Hyperpigmentation has always been the bane of my life in the summertime. While it is not exclusive to women of colour, it is certainly much more noticeable. Since we have more melanin, and our melanocytes are larger, we are much more prone to darker patches across our bodies. Add in being a ‘plus-size’ person, and it really becomes unavoidable. Women of colour are more likely to have darker inner thighs, which injects uncomfortable conversations into our sex lives. If you search ‘hyperpigmentation in women of colour’ or some similar topic, you’re confronted with dozens of beauty articles telling you how to fix the ‘problem.’ Nowhere in my original search was there the indication that I want to change myself, but of course it is assumed that we all want to look ‘normal’ – and in this context that of course means ‘white’. Not only does it propagate the idea that being white is beautiful, but that white is clean and pure. Being a woman means constantly being bombarded with a barrage of solutions to problems you never knew existed in the first place; but being a woman of colour means that the firing squad isn’t just telling you to lose a few pounds or bleach your hair blonde- it thinks your genetics are ugly.
Being a woman means constantly being bombarded with a barrage of solutions to problems you never knew existed in the first place; but being a woman of colour means that the firing squad isn’t just telling you to lose a few pounds or bleach your hair blonde- it thinks your genetics are ugly.
However this double downed criticism aimed at women of colour is not first discovered when a twelve year old attempts to understand what is going on with her body because she “ looks different to her friends”. Recently the rise of social media photo filters has been rightly criticised by celebrities such as Jameela Jamil and Maya Jama. These filters hold an unmistakable fondness of whiter skin and bluer eyes. Instead of logging on and seeing yourself, us women of colour now have the joy of being able to see what we would look like if we were white! As well as the misogynist changes of the filters (like adding makeup and exaggerating lips), there are some that really blur the lines between a beautifying filter, and a white supremacist filter. From the bigger (and often lighter) eyes, thinner lips, paler skin, and smaller nose, these filters love to tell people of colour that they need to undergo several cosmetic changes in order to really be beautiful. The nature of the patriarchy means women are more susceptible to these messages, and therefore more likely to internalise such messages. The beauty standards for women of colour are markedly different to those for white women, and when it is as subtle as this, it becomes harder and harder to ignore.
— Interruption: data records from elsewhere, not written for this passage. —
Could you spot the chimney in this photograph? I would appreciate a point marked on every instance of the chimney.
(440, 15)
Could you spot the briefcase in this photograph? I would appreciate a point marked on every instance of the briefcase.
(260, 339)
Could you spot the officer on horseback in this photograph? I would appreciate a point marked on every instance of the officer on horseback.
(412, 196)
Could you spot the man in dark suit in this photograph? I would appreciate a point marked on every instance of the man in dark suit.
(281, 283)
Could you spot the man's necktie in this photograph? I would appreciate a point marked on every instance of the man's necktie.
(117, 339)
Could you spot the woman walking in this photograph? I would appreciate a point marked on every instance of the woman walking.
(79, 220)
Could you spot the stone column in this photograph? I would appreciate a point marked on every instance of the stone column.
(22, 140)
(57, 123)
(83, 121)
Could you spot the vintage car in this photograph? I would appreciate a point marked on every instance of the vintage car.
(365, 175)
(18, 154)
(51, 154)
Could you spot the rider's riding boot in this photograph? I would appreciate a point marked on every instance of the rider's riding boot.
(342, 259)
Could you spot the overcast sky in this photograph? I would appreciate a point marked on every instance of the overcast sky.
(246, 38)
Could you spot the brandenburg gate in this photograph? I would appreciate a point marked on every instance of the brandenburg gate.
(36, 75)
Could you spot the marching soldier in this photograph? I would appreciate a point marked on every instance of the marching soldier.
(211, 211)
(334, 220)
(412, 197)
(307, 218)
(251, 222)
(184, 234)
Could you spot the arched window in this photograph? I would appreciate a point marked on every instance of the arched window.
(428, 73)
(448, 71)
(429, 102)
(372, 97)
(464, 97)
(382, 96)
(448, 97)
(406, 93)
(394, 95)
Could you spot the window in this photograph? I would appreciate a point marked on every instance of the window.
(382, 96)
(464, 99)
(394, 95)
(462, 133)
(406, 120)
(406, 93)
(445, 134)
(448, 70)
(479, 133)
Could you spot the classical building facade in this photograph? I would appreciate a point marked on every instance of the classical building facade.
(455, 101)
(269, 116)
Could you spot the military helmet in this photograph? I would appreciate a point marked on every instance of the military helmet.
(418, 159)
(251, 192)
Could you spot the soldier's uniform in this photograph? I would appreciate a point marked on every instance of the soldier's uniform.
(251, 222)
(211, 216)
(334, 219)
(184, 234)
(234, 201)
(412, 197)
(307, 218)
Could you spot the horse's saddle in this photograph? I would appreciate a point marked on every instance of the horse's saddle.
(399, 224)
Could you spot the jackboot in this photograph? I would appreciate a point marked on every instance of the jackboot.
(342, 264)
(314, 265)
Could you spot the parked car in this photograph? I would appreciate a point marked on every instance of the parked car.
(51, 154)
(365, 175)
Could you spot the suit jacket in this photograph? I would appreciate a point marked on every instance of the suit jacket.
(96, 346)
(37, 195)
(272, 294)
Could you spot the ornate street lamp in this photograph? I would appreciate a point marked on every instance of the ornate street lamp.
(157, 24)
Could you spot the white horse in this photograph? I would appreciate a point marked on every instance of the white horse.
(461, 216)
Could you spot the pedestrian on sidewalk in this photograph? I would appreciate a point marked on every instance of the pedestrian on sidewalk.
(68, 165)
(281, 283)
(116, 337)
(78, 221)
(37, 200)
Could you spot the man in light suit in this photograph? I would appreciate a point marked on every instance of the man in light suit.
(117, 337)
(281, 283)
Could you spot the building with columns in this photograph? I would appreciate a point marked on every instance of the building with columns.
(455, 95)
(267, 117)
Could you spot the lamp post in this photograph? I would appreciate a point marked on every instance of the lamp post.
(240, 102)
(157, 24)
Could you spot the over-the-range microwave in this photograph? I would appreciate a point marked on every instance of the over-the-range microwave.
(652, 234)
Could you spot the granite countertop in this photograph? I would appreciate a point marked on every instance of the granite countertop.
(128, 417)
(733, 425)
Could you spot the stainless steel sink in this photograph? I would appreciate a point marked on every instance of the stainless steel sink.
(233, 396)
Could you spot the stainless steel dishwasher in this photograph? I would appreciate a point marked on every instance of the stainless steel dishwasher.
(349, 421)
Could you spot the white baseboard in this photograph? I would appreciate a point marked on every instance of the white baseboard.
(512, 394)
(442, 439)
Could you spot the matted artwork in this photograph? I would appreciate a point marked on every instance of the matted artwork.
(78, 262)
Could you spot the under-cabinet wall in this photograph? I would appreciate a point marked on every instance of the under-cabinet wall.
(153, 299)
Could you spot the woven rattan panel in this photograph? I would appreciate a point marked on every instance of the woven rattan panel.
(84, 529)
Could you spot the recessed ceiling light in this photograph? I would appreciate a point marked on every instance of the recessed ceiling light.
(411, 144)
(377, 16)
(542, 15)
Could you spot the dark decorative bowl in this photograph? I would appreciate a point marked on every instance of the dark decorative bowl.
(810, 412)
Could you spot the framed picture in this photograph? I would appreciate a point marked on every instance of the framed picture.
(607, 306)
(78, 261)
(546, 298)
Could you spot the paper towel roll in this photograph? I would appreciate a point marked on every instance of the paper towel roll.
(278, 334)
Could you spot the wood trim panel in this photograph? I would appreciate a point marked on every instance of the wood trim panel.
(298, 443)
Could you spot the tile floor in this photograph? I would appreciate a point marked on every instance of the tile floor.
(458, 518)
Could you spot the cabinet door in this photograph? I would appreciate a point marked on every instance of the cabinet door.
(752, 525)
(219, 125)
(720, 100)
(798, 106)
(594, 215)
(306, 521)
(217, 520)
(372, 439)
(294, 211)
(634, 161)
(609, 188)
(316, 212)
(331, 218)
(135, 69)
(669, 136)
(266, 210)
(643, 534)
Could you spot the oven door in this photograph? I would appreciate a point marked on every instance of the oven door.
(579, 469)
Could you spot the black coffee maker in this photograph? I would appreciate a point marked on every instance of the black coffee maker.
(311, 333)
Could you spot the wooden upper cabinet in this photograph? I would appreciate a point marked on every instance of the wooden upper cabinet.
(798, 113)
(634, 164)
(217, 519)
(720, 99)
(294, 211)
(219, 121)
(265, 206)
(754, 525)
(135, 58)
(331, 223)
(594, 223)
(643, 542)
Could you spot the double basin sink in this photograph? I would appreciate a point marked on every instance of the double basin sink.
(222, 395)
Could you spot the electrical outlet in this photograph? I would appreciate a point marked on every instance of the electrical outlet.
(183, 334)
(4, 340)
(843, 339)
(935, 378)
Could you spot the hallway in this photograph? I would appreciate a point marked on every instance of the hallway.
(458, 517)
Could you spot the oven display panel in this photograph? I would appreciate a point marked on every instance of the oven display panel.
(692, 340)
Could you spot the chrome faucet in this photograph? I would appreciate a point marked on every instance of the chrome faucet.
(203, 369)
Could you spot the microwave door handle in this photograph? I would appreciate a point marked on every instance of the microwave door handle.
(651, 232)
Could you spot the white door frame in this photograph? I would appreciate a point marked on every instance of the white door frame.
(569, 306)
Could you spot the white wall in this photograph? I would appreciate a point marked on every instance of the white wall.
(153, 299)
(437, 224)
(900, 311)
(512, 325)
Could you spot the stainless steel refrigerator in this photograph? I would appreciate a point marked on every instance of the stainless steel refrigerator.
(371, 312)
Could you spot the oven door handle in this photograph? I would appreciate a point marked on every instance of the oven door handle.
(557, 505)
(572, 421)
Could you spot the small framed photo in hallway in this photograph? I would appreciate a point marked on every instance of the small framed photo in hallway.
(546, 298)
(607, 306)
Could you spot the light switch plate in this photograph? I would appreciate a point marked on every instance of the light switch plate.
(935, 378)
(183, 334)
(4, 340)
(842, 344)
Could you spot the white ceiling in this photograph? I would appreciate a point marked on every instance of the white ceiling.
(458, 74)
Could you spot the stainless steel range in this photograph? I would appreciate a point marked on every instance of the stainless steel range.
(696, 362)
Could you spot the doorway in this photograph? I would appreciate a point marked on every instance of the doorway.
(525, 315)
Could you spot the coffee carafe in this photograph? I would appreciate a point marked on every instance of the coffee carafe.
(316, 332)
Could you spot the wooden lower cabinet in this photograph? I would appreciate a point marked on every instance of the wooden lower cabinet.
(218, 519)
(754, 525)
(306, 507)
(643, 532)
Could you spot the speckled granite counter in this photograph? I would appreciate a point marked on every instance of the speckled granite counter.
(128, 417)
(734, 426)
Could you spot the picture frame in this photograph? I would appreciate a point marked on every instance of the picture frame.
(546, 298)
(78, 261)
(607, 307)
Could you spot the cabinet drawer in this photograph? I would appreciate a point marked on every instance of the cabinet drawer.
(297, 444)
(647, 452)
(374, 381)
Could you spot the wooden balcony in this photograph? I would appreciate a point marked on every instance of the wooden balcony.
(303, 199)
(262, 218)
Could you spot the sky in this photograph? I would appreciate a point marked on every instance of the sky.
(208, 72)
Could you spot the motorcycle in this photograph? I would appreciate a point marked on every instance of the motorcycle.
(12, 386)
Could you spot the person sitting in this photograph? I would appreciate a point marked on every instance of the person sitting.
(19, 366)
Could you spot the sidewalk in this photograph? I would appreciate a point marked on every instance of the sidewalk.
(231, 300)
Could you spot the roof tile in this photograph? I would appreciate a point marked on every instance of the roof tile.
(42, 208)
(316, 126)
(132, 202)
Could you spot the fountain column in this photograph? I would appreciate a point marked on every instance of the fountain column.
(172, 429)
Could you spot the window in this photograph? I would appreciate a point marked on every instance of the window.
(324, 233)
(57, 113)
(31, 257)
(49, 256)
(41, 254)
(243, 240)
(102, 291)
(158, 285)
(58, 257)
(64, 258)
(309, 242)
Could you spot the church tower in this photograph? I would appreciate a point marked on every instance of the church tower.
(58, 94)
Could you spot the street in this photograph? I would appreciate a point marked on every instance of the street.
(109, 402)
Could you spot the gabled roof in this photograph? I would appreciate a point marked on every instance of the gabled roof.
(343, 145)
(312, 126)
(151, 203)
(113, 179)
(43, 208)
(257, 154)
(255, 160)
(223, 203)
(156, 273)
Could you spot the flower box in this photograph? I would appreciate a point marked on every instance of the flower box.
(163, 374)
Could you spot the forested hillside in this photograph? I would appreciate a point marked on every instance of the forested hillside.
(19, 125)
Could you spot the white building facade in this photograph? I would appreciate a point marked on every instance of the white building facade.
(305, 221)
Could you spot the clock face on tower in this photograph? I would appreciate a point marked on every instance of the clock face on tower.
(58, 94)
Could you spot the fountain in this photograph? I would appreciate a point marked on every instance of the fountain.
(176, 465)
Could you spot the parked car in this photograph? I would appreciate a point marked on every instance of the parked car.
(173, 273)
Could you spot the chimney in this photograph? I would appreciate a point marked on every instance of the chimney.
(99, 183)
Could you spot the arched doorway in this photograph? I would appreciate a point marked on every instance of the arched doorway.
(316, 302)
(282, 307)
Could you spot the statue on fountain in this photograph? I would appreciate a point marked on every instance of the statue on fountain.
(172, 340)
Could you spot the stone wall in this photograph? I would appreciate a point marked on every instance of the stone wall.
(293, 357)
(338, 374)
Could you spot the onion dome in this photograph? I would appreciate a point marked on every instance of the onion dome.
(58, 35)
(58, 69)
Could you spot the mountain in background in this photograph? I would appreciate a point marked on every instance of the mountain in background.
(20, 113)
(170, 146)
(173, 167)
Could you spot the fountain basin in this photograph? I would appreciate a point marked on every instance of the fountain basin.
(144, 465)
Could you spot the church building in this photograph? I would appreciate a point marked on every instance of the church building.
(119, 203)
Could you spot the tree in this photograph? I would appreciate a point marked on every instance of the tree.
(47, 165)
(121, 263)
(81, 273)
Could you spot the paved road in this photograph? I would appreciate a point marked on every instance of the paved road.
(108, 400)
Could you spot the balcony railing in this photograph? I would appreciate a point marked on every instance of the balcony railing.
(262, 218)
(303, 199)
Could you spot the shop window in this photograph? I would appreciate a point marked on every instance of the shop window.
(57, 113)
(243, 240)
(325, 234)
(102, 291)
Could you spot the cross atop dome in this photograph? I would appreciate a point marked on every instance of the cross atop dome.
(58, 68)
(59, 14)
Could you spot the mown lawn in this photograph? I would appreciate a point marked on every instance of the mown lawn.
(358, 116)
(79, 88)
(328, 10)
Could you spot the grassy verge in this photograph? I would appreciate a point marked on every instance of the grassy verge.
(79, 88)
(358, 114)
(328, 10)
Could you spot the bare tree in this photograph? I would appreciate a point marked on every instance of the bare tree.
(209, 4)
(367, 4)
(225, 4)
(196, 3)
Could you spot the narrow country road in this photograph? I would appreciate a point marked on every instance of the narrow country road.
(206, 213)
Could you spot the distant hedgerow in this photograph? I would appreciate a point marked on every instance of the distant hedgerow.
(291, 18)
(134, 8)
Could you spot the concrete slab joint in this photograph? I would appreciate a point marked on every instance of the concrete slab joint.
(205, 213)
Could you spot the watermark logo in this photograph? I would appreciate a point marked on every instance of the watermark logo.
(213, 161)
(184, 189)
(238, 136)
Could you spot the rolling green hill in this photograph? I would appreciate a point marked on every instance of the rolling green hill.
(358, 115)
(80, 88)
The archetype of beauty in the modern age is subtly racist. Without being accepting of women of colour and the way our bodies look, it is impossible to imagine a riddance of these ridiculous standards any time soon. As much as I strive to laugh in the face of them, the taunting words of advice columns and dedicated articles still always sting. Being a woman of colour drains you and drags you away from any feeling of self-confidence, whether this is applying to a prestigious university, climbing the ranks of professional industries, or simply just looking in the mirror. The constant blows and kicks that tell you that you are just not right seem to be never ending. The issue of beauty always leaves a darker bruise because it is not linked to the stereotypes about you and your race, but it is an outright abhorrence at the objective facts of your body. One of the best tools against prejudice is having faith in yourself, but for women of colour, this is a mountainous task, even on the skin-deep level.